首都圏の地震 少ないのは異例
人は一生の間に何度の大地震を体験するものだろうか。
大正時代までの首都圏では、人々は四、五回以上の大地震を経験することが多かった。
私の友人は何世代にもわたって東京の下町に住んでいるが、その家には曾祖母の言葉が言い伝えられている。「大正関東地震(1923年)の揺れは大したことはなかった、前々回に書いた安政江戸地震(1855年)のほうがよほどすさまじかったよ」という言葉だ。曾祖母はこのほか前回に書いた東京地震(1894年)も体験していた。
曾祖母は関東地震のあと、東京が炎上するさまを見ながら「安政のときは揺れはすごかったのにこれほど燃えなかったのにねえ」と言っていた。都市化することは、たとえ同じ大きさの地震に襲われても「震災」が大きくなることなのである。

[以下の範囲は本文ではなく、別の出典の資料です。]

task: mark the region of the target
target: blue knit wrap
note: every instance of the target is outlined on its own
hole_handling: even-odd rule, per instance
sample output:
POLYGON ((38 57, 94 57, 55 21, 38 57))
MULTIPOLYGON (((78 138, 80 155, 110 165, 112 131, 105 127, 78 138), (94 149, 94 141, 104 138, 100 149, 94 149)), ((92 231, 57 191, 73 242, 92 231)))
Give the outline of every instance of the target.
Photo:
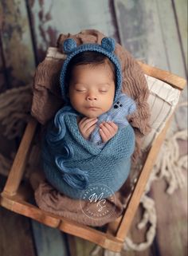
MULTIPOLYGON (((135 148, 133 128, 129 124, 119 128, 101 149, 81 136, 77 115, 70 106, 64 107, 46 131, 42 147, 46 179, 72 199, 80 199, 83 190, 92 183, 102 183, 117 191, 130 171, 135 148)), ((104 191, 103 199, 110 195, 104 191)))

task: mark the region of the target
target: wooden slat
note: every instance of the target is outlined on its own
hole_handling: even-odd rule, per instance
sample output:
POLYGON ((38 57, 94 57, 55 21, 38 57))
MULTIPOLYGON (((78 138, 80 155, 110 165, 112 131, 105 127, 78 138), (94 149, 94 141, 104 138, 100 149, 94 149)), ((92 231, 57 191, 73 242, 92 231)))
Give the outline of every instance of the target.
POLYGON ((82 30, 99 30, 108 36, 116 37, 116 27, 111 15, 109 0, 29 1, 35 34, 38 61, 45 56, 46 49, 56 46, 60 33, 76 33, 82 30))
POLYGON ((19 149, 7 179, 6 187, 3 190, 3 194, 13 195, 17 192, 23 175, 36 128, 37 121, 32 118, 25 128, 19 149))
POLYGON ((2 0, 2 46, 8 87, 21 86, 32 80, 35 61, 25 1, 2 0))
POLYGON ((10 196, 2 194, 0 204, 6 209, 29 217, 49 226, 58 227, 61 230, 95 242, 104 248, 120 251, 123 240, 117 239, 110 234, 96 230, 93 228, 77 223, 65 217, 49 214, 37 207, 26 203, 17 195, 10 196))
POLYGON ((62 232, 36 221, 32 222, 32 228, 37 256, 68 255, 62 232))
MULTIPOLYGON (((0 191, 5 183, 0 175, 0 191)), ((29 220, 0 207, 0 255, 37 256, 29 220)))
POLYGON ((177 30, 179 33, 180 43, 182 47, 182 53, 185 57, 185 65, 187 70, 187 1, 178 0, 172 1, 174 8, 174 17, 177 19, 177 30))
POLYGON ((151 171, 155 164, 155 160, 159 152, 161 144, 165 138, 166 130, 169 128, 171 118, 167 121, 163 132, 157 136, 147 155, 147 160, 139 175, 134 191, 127 204, 126 212, 122 219, 119 228, 116 233, 117 238, 124 239, 131 226, 131 223, 138 208, 141 196, 144 191, 151 171))

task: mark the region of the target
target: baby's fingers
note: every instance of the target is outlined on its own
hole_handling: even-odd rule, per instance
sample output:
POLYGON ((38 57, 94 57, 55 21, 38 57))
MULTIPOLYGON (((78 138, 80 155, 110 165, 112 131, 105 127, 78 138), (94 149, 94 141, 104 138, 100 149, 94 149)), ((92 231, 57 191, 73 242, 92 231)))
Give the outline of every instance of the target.
POLYGON ((110 121, 110 122, 108 122, 108 124, 113 128, 114 131, 118 130, 118 125, 116 124, 114 122, 110 121))

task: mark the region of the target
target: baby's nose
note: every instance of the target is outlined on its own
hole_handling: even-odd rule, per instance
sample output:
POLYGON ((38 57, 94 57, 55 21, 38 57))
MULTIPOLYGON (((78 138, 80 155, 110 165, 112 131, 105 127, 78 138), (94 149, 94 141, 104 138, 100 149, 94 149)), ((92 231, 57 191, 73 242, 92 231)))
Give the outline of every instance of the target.
POLYGON ((96 96, 93 95, 89 95, 87 96, 87 100, 96 100, 96 96))

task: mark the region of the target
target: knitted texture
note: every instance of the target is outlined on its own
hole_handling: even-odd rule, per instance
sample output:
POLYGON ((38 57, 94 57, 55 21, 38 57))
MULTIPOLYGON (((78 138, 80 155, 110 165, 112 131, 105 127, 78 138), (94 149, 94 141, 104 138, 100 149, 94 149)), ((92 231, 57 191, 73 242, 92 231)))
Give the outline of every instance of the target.
POLYGON ((116 66, 116 93, 114 100, 116 100, 121 90, 122 85, 122 74, 121 65, 118 60, 118 57, 113 53, 115 50, 115 40, 113 38, 103 38, 101 45, 99 44, 83 44, 76 46, 76 42, 73 38, 68 38, 64 42, 64 51, 68 54, 66 60, 64 62, 62 69, 60 75, 60 84, 61 89, 61 94, 64 100, 69 102, 69 99, 66 97, 67 89, 65 85, 65 78, 66 75, 67 67, 71 59, 76 54, 85 51, 94 51, 106 55, 116 66))
MULTIPOLYGON (((130 171, 135 148, 131 126, 119 129, 101 150, 84 139, 78 129, 76 113, 69 112, 69 107, 61 109, 56 118, 61 121, 51 123, 42 151, 43 168, 49 182, 72 199, 80 199, 82 190, 91 184, 100 183, 117 191, 130 171), (61 115, 65 108, 66 115, 61 115), (61 124, 56 127, 57 124, 61 124)), ((95 192, 99 191, 96 189, 95 192)), ((109 197, 109 193, 104 191, 103 199, 109 197)))
POLYGON ((136 105, 135 101, 125 93, 120 93, 111 109, 98 117, 96 127, 92 132, 89 141, 93 142, 102 148, 105 145, 105 143, 102 143, 101 136, 99 132, 100 123, 103 121, 113 121, 118 125, 119 128, 123 128, 128 124, 126 116, 132 114, 135 109, 136 105))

たしかに、東京の下町の揺れは、直下型地震である安政江戸地震のほうがすさまじかった。また直下型ゆえ、短周期の強い揺れが特別に大きかった可能性が高い。
当時はいまよりも日本人の平均寿命ははるかに短かった。それでも一生の間に何度も大地震に遭ったのである。

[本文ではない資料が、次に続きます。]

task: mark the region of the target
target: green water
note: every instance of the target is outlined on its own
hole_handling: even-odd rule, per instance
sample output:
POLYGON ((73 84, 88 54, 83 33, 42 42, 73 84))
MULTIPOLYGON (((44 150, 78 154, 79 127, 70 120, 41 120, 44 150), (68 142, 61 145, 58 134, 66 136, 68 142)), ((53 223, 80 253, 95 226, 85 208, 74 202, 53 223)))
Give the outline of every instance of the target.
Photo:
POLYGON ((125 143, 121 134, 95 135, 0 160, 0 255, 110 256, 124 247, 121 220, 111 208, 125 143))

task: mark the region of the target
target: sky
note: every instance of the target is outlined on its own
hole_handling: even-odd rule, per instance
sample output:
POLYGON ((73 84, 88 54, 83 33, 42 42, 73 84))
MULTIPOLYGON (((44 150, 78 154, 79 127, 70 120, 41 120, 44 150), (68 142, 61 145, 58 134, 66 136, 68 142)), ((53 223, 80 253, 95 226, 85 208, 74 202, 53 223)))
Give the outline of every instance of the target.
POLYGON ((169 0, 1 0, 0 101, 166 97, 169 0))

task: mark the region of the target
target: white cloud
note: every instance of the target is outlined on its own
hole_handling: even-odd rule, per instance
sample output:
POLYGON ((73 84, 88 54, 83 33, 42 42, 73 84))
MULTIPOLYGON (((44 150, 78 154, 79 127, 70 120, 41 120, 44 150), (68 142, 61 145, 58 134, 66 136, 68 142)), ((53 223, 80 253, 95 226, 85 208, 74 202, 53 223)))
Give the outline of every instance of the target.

じつは首都圏の地震は、大正関東地震以来、不思議に少ない状態が続いている。
厳密に言えば、大正関東地震後6年間だけはM6クラスの地震で東京で震度5の地震が3つあった。
しかしそれから大地震がぱったりなくなった。約60年後の1985年の茨城県南部に起きたM6.0の地震まで震度5を感じたことは一度もなかったのである。その後も2011年の東日本大震災のときの5強まで2回しか震度5がなかった。
だが大正関東地震以前は違った。江戸時代から大正時代には、地震ははるかに多かった。江戸時代中期の18世紀から24回ものM6クラス以上の地震が襲ってきていたのだ。平均すれば、なんと6年に一度にもなる。
以前、元禄関東地震(1703年)の話をした。大正関東地震の「先代」で、同じ海溝型地震である。じつは、この地震の後も数年の間だけ大地震が続いた後、ぱったり地震がなくなった期間が約70年ほど続いたのだった。
そして、その「休止期間」のあと地震が増えて、24回もの大地震がたびたび襲ってきたというわけなのである。
大正関東地震から90年たった。もし元禄関東地震のあとで何かの理由で「休止」したとすれば、やはり海溝型地震である大正関東地震でも同じ理由で「休止」した可能性がある。今は「休止」がそろそろ解けだしたとしても不思議ではない時期に入っているのである。
地球物理学的に考えれば、首都圏が大正関東地震以来「静か」なのは異例だ。むしろ、もっと地震が多いのが普通なのである。